L’« Antigone » de Sophie Deraspe, un pari risqué et réussi !

Nahéma Ricci, une grande Antigone.

Pour créer son « Antigone », Sophie Deraspe s’est inspirée à la fois de la célèbre pièce de Sophocle et de l’affaire Fredy Villanueva, mort en 2008 d’une bavure policière à Montréal-Nord. C’est en effet en voyant une interview d’une des sœurs du jeune homme tué par un policier que la cinéaste québécoise a imaginé cette Antigone des temps modernes. Dans cette nouvelle version, le frère aîné tombe aussi sous la balle d’un agent et le frère cadet est menacé d’expulsion.

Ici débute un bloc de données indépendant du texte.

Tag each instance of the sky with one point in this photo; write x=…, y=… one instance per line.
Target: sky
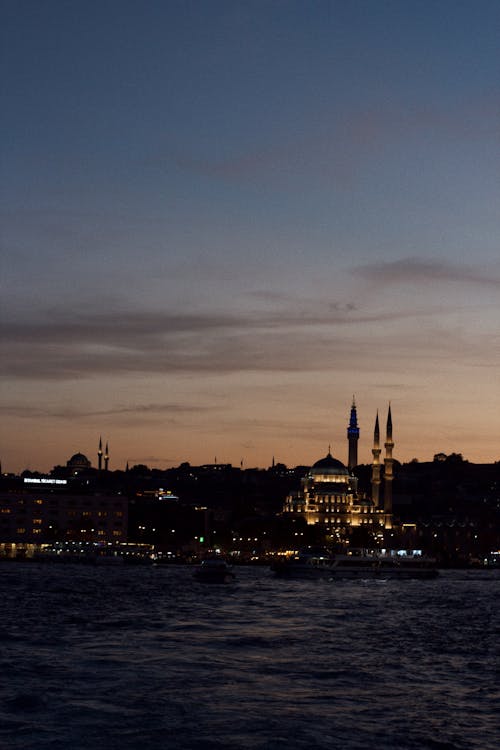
x=221, y=220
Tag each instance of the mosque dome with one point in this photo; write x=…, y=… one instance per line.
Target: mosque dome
x=329, y=465
x=78, y=461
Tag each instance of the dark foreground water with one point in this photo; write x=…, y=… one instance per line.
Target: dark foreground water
x=145, y=658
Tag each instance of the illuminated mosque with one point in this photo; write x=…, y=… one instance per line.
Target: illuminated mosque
x=79, y=463
x=329, y=492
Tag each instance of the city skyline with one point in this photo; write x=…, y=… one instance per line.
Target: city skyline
x=222, y=220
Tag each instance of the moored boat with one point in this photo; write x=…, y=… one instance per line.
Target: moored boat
x=213, y=570
x=357, y=564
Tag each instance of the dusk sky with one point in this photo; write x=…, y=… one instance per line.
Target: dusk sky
x=220, y=220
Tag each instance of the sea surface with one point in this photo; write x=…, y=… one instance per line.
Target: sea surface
x=140, y=658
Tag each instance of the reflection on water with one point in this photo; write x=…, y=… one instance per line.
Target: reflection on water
x=147, y=658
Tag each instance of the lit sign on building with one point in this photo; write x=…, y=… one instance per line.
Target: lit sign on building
x=30, y=480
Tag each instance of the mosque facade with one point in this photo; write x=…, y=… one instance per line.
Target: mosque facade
x=329, y=494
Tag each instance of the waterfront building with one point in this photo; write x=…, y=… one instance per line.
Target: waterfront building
x=329, y=494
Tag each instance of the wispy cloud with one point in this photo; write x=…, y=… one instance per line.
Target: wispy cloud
x=418, y=270
x=342, y=141
x=20, y=410
x=300, y=337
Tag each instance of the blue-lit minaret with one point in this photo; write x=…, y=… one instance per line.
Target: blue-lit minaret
x=353, y=437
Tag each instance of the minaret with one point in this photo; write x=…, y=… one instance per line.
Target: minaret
x=388, y=461
x=376, y=465
x=353, y=437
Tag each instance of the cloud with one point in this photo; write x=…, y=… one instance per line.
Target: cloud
x=337, y=143
x=418, y=270
x=302, y=336
x=71, y=413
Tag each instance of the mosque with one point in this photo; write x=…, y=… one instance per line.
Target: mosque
x=79, y=463
x=329, y=492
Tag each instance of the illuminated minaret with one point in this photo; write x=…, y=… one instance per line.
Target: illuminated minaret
x=353, y=437
x=376, y=465
x=388, y=461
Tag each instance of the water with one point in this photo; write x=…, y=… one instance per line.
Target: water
x=147, y=659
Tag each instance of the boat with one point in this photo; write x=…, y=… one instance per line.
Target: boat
x=357, y=564
x=213, y=570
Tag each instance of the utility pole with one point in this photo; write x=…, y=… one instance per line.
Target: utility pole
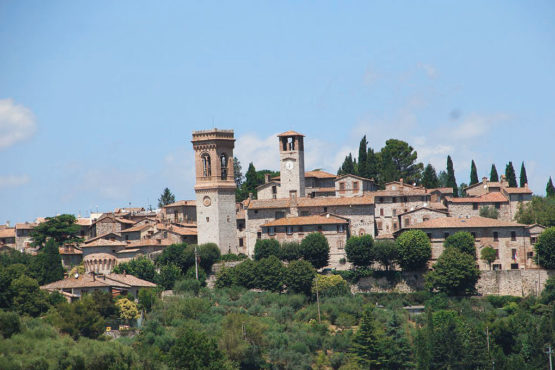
x=196, y=262
x=549, y=352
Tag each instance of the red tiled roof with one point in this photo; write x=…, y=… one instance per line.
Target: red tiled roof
x=494, y=197
x=307, y=220
x=457, y=222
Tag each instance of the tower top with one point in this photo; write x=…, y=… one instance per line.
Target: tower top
x=290, y=133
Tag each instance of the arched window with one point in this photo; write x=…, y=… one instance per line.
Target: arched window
x=206, y=166
x=223, y=164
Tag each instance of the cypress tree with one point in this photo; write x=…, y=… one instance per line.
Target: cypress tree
x=363, y=157
x=550, y=189
x=493, y=176
x=429, y=177
x=523, y=177
x=473, y=173
x=451, y=180
x=510, y=175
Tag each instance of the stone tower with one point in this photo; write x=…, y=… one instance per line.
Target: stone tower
x=291, y=155
x=215, y=189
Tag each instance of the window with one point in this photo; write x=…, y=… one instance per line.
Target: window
x=223, y=166
x=206, y=166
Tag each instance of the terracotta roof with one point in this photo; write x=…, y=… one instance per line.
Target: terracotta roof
x=290, y=133
x=307, y=220
x=457, y=222
x=181, y=203
x=517, y=190
x=88, y=281
x=494, y=197
x=319, y=174
x=7, y=233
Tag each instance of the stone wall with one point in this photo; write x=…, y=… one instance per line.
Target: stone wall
x=511, y=282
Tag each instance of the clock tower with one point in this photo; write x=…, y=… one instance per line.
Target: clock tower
x=291, y=155
x=215, y=189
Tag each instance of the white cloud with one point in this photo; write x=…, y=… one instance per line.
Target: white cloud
x=17, y=123
x=13, y=180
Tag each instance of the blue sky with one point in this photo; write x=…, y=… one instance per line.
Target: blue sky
x=98, y=99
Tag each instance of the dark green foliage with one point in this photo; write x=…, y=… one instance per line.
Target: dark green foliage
x=523, y=177
x=62, y=229
x=10, y=324
x=168, y=275
x=549, y=188
x=299, y=277
x=265, y=248
x=385, y=252
x=195, y=350
x=463, y=241
x=316, y=250
x=488, y=254
x=166, y=198
x=473, y=173
x=141, y=267
x=47, y=265
x=493, y=176
x=545, y=249
x=429, y=177
x=414, y=250
x=454, y=273
x=489, y=212
x=290, y=251
x=451, y=180
x=359, y=250
x=510, y=175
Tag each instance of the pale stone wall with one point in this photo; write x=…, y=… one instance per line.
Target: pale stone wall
x=512, y=282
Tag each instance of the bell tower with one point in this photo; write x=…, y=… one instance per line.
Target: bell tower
x=291, y=155
x=215, y=189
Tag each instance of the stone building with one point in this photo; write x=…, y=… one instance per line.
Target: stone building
x=215, y=188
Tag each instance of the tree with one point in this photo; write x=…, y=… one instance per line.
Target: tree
x=489, y=212
x=264, y=248
x=316, y=250
x=462, y=241
x=47, y=265
x=454, y=273
x=493, y=176
x=510, y=175
x=451, y=180
x=429, y=177
x=195, y=350
x=368, y=341
x=398, y=160
x=545, y=249
x=290, y=251
x=488, y=255
x=550, y=189
x=385, y=252
x=62, y=229
x=473, y=173
x=299, y=277
x=128, y=310
x=359, y=250
x=166, y=198
x=414, y=250
x=523, y=177
x=270, y=274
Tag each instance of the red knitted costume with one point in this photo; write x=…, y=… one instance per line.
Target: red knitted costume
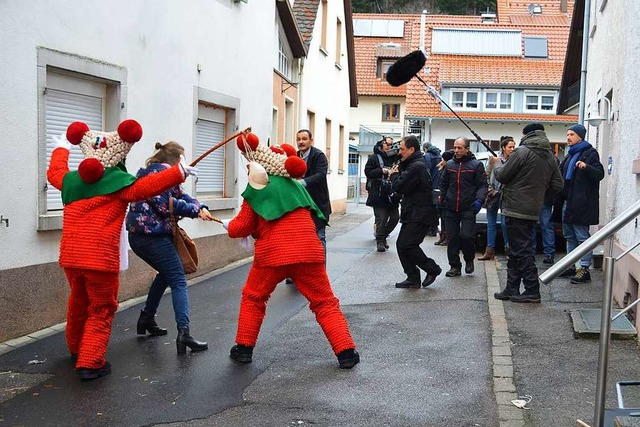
x=287, y=247
x=89, y=253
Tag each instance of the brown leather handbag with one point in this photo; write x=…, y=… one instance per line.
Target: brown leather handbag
x=185, y=246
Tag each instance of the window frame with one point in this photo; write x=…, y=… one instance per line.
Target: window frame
x=465, y=92
x=387, y=117
x=114, y=110
x=540, y=94
x=499, y=93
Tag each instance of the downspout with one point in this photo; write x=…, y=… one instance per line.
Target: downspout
x=585, y=51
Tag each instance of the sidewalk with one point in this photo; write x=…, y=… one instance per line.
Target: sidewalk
x=447, y=355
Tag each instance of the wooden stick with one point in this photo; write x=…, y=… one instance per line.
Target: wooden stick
x=218, y=145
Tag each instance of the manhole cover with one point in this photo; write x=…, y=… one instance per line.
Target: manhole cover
x=586, y=323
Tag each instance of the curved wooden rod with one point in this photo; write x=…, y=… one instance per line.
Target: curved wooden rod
x=218, y=145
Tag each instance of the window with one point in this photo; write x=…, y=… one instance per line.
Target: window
x=216, y=120
x=325, y=20
x=327, y=135
x=383, y=67
x=541, y=102
x=498, y=100
x=341, y=148
x=535, y=47
x=338, y=43
x=284, y=57
x=465, y=99
x=390, y=112
x=72, y=89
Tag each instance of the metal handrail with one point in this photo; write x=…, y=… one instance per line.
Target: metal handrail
x=568, y=260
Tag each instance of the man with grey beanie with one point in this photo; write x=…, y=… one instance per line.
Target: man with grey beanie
x=582, y=172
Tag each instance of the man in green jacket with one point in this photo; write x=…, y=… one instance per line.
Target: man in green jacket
x=529, y=173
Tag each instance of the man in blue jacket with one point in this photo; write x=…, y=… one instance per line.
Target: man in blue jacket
x=582, y=172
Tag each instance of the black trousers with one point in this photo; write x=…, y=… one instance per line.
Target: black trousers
x=461, y=227
x=385, y=218
x=411, y=255
x=521, y=267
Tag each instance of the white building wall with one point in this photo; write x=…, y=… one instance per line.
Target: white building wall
x=331, y=99
x=160, y=43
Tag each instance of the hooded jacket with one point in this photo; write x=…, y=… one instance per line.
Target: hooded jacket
x=529, y=173
x=373, y=172
x=462, y=182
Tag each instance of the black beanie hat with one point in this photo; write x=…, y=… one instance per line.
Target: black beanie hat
x=531, y=127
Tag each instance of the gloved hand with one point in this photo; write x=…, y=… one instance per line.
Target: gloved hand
x=61, y=142
x=477, y=205
x=186, y=169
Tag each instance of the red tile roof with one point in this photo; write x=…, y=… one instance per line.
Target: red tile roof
x=471, y=70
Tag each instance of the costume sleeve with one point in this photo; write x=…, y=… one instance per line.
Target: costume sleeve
x=152, y=184
x=58, y=167
x=245, y=223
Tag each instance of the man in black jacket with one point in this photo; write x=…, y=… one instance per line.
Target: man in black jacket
x=530, y=173
x=315, y=180
x=463, y=186
x=417, y=214
x=385, y=211
x=582, y=171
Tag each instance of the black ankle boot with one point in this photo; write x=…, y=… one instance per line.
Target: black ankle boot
x=185, y=340
x=147, y=322
x=241, y=353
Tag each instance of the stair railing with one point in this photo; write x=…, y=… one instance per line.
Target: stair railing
x=605, y=233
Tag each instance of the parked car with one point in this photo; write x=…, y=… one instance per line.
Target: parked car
x=481, y=224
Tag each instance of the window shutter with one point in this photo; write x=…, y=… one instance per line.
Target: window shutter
x=211, y=168
x=62, y=109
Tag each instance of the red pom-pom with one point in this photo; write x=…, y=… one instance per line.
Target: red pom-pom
x=295, y=166
x=276, y=149
x=90, y=170
x=130, y=131
x=289, y=150
x=76, y=131
x=250, y=139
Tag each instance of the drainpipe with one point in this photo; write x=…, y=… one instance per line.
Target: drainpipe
x=585, y=51
x=423, y=25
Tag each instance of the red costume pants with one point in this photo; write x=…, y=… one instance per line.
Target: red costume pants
x=90, y=310
x=312, y=281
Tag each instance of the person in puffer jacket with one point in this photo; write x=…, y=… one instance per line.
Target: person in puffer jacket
x=464, y=187
x=529, y=174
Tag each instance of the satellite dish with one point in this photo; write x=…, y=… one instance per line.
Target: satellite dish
x=535, y=9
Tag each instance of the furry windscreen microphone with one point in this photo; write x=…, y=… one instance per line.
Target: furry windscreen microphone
x=405, y=68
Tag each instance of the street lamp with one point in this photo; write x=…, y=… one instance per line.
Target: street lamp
x=594, y=118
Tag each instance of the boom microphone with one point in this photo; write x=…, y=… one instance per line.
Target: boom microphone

Sophie Deraspe s’est donc permis beaucoup de libertés par rapport au mythe originel. Mais elle a conservé l’essentiel : Antigone, la sœur cadette, se dressant devant une justice qu’elle juge injuste et mettant son amour pour la fratrie au-dessus des lois des hommes.

L’opération était risquée, d’autant que le chef-d’œuvre de Sophocle a déjà été repris par des auteurs aussi imposants qu’Anouilh et Brecht. Mais l’audace de Deraspe a été récompensée. Son « Antigone » est à mon avis un des films les plus forts du cinéma québécois.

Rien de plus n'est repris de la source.